A number of the UK’s 12 shared e-scooter operators in the UK have started to add electric bicycles to their offerings, while some bikeshare operators have introduced e-scooters.
But are the companies serious about providing two forms of shared micromobility in the same city?
First up – local authorities prefer bicycles. They are already legalised, and they are “active transport” – that is, they provide exercise and so health benefits to the user. Bicycles have been around a long time (albeit pedelecs are relatively new) so most people know how to use them, and most bystanders and other road users know how they move and how to react to them.
But operators prefer escooters. They much cheaper to build, they’re smaller and have fewer moving parts, so are easier and cheaper to transport and service. They are more popular with some people users because of their novelty, lack of effort needed, and simply because they are not bicycles.

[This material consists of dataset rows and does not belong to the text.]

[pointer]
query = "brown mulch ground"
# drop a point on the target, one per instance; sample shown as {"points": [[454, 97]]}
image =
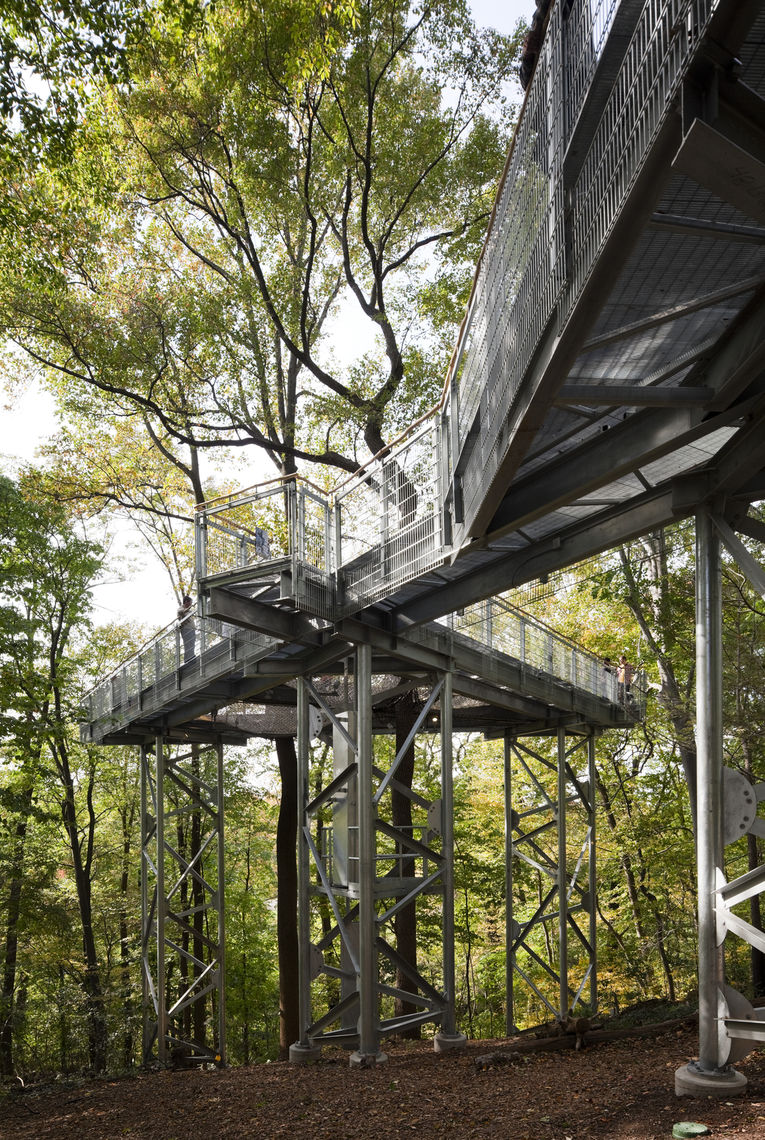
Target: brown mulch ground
{"points": [[621, 1089]]}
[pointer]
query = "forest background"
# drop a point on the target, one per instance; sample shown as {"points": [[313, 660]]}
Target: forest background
{"points": [[201, 208]]}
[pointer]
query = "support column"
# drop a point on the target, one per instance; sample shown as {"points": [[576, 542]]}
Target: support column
{"points": [[562, 882], [447, 1037], [160, 908], [303, 1050], [368, 1051], [182, 796], [221, 1052], [510, 1012], [592, 874], [708, 1076]]}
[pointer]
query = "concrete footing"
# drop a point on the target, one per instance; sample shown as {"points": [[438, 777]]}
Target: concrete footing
{"points": [[692, 1081], [446, 1042], [303, 1055], [367, 1060]]}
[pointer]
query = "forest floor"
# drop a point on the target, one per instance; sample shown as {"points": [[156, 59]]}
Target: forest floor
{"points": [[612, 1090]]}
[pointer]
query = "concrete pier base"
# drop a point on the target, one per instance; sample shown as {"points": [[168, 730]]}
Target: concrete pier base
{"points": [[692, 1081], [446, 1042], [303, 1055]]}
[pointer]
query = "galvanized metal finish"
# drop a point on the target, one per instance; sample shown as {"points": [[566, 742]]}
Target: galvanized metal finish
{"points": [[182, 928], [709, 760], [510, 949], [618, 189], [555, 837], [383, 870]]}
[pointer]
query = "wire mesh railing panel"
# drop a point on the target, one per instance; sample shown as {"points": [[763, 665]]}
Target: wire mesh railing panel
{"points": [[640, 102], [520, 276], [389, 519], [243, 530]]}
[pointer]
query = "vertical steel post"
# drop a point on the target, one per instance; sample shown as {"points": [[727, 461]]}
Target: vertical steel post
{"points": [[709, 776], [367, 979], [562, 879], [303, 1049], [448, 1037], [161, 908], [709, 1075], [221, 908], [448, 1024], [510, 1014], [145, 917], [592, 878]]}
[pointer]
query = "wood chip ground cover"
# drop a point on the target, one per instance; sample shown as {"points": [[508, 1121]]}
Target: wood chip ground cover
{"points": [[621, 1089]]}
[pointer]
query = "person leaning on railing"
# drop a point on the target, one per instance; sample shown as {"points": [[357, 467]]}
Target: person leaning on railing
{"points": [[187, 628], [625, 674]]}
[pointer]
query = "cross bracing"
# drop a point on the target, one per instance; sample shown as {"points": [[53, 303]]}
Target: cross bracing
{"points": [[607, 381]]}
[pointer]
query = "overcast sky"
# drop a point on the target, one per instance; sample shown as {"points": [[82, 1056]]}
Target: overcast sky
{"points": [[29, 418]]}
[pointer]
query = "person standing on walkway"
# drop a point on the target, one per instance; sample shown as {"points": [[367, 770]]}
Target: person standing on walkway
{"points": [[625, 674], [187, 628]]}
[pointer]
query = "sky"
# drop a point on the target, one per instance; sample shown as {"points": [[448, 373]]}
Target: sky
{"points": [[27, 420]]}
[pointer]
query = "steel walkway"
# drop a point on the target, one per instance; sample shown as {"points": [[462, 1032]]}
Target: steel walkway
{"points": [[609, 379]]}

They take up less pavement space when stored, and it is harder to vandalise them.
Only this week, the Edinburgh Cycle Hire announced it was closing because of a persistently high vandalism that was making the economics difficult to sustain. Meanwhile, none of the UK’s e-scooter services have shut this year.
In the UK, Voi and TIER have introduced electric bicycles into some of their e-scooter fleets, while Lime and Beryl have introduced e-scooters to some of their bicycle fleets. Spin and Wind started life as shared bicycle companies but have only operated e-scooters in the UK, while Bird and Neuron added bikes to their global portfolios, but not for the UK. Dott had announced bicycles were coming to the UK, earlier this year. This was delayed, likely by their successful e-scooter London bid, but Zag understands they will still appear later this year. Ginger, Zwings, Zipp are small UK/Ireland startups focused on just e-scooters.
There are currently six cities with an operator in charge of both e-scooters and e-bikes:
Places where an e-scooter operator introduced bikes:
- Cambridge (Voi)
- Voi Introduced pedelecs into this famously bicycle-friendly city. They now have around 70 bikes on Cambridge streets but their e-scooters outnumber them by 10 to 1 – and an estimate of journeys suggest that each Voi e-scooter here is carrying out twice as many journeys as each pedelec.
- Kettering (Voi)
- Kettering’s pedelec fleet, at around 20 bikes, is dwarfed by its 400 e-scooters here. This imbalance is compounded by each of its e-scooters appearing to take 1.5x more trips a day than each bike.
- York (TIER)
- TIER in York, like Voi in Cambridge, has 10 times as many e-scooters than bikes available for hire. You are much more likely to spot one of the 500 e-scooters there than the 50 bikes. However, in contrast to Cambridge, the bikes are each used for roughly the same number of journeys.
Places where an pedelec operator introduced e-scooters:
- Norwich (Beryl)
- Beryl first introduced a small number of e-scooters to its mixed manual bike and pedelec fleet here, making it the world’s first tri-mode shared micromobility operator. They have clearly been a success as numbers have increased steadily, to 150 e-scooters, complementing the 300 bikes here. Once again, the e-scooters are taking 1.5x more trips per day per vehicle than the bikes, despite there being fewer of them, and so harder to find.
- Bournemouth (Beryl)
- Bournemouth (with Christchurch and Poole) have around 700 bicycles and 150 e-scooters. Here, each vehicle is used for roughly the same number of journeys every day. Scooters, unlike the bikes, are not allowed in the eastern part of the Bournemouth geofence.
- London (Lime)
- Lime, as one of the recent three winners of the London tender, has up to 800 e-scooters in London, which are available in a smaller part of the capital city than its 1200 bicycles. It is still early in the London e-scooter sharing story, and there is not much data yet on how popular they are, but anecdotally they look to be being used at least as frequently as the Lime bicycles there. The bicycles were inherited, following the closure of Uber’s JUMP operation. Their numbers are therefore to rise, and so Lime’s London future does look increasingly e-scooter focused.
Generally, the scooters have been more enthusiastically adopted by the bicycle-first operators (Beryl and Lime) than the other way around – Voi and TIER’s bike fleets in the UK are all small and, it is suspected, may only be present to fulfil a promise to the local authorities concerned, or as an “insurance policy” just in case the current e-scooter trials end without an agreement to extend them. The numbers across in these cities suggests the e-scooter is the micromobility vehicle of choice.